I personally think it is stupid to take down monuments that honor our countrymen that died in battle on our soil no matter what side they were on. I think it is silly to take down monuments of senior statesmen and people that built our country and shaped our government because they did not live a life that the filter of this century sees as good and honorable. I think it is totally silly to rename a bridge because now we are offended by the words spoken by the namesake a half century ago. Removing the monuments and earmarks of history does not change history. I think it does however make it harder to learn, harder for the next generation to have their interest piqued and a desire to read and understand what happened before them.

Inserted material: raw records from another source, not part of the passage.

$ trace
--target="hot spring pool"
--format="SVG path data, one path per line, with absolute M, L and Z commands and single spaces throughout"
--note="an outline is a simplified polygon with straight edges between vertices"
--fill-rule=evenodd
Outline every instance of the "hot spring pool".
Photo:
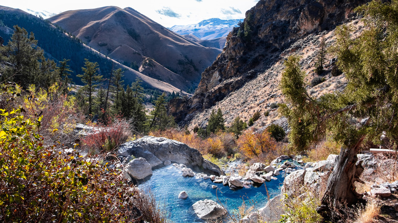
M 280 193 L 284 173 L 282 172 L 281 175 L 276 177 L 277 180 L 266 182 L 271 199 Z M 213 185 L 217 186 L 219 189 L 212 189 Z M 197 217 L 192 207 L 195 202 L 200 200 L 208 199 L 218 203 L 221 202 L 231 215 L 238 212 L 238 208 L 243 201 L 245 201 L 246 207 L 254 204 L 256 208 L 264 207 L 268 201 L 267 190 L 264 184 L 258 187 L 252 185 L 250 188 L 233 191 L 222 184 L 213 183 L 210 179 L 183 177 L 181 171 L 173 165 L 154 171 L 151 179 L 139 187 L 144 191 L 151 190 L 160 208 L 167 212 L 167 219 L 176 223 L 204 222 Z M 178 199 L 178 194 L 182 191 L 188 193 L 189 197 L 186 200 Z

What is happening now in our country happens when there is a regime change in a totalitarian state. We don’t live in a totalitarian state. But the discourse on both sides of this ugliness is sounding more and more totalitarian to me. Thankfully, because of these senior statesmen and others, we live in a country where we can stop this. We can shut out and ostracize those that promote hate. We can insist on transparency and honesty from those feeding us information, from those educating our next generations. We can accept that our past is our past, some of it ugly, some of it flawed but all of it always with a promise of hope and a better future. This is the greatest country that I have been in. This is a place that people die to support, to defend and to promote. Many are the generations of people who live and work and celebrate in this country because one of their great, great grandparents decided America’s promise of hope was worth giving up a homeland and venturing out on a grand adventure.
Let’s not get distracted from what really matters. This post is for me more than anyone. When I read of destruction for destruction sake; when I see people incorporating actions previously reserved for our enemies to take out fellow countrymen; when I hear irrational, uninformed and dead wrong rhetoric screamed from the platforms of those wishing to incite violence I can get caught up in it. I can lose it when a family member posts some inane piece of political garbage. But when I do, I am losing the battle. I am allowing hate to enter and anger to fuel a response. As I process all this I am realizing the real power, the real strength in times like this is to be like Jesus Christ, to offer mercy and grace and forgiveness in the face of hate and bigotry. To focus on my relationship with God instead of the political winds blowing around me and to be thankful for those blessings that mean so much to me. It’s hard to do. Love is the answer, yes, but it isn’t easy. Thankfully I know that when I screw up and let my emotions take over, the God I love offers grace and mercy. And since I know that, I should offer that same to those whose emotions have taken over their moral compass and good sense.
God bless America, even the stupid people.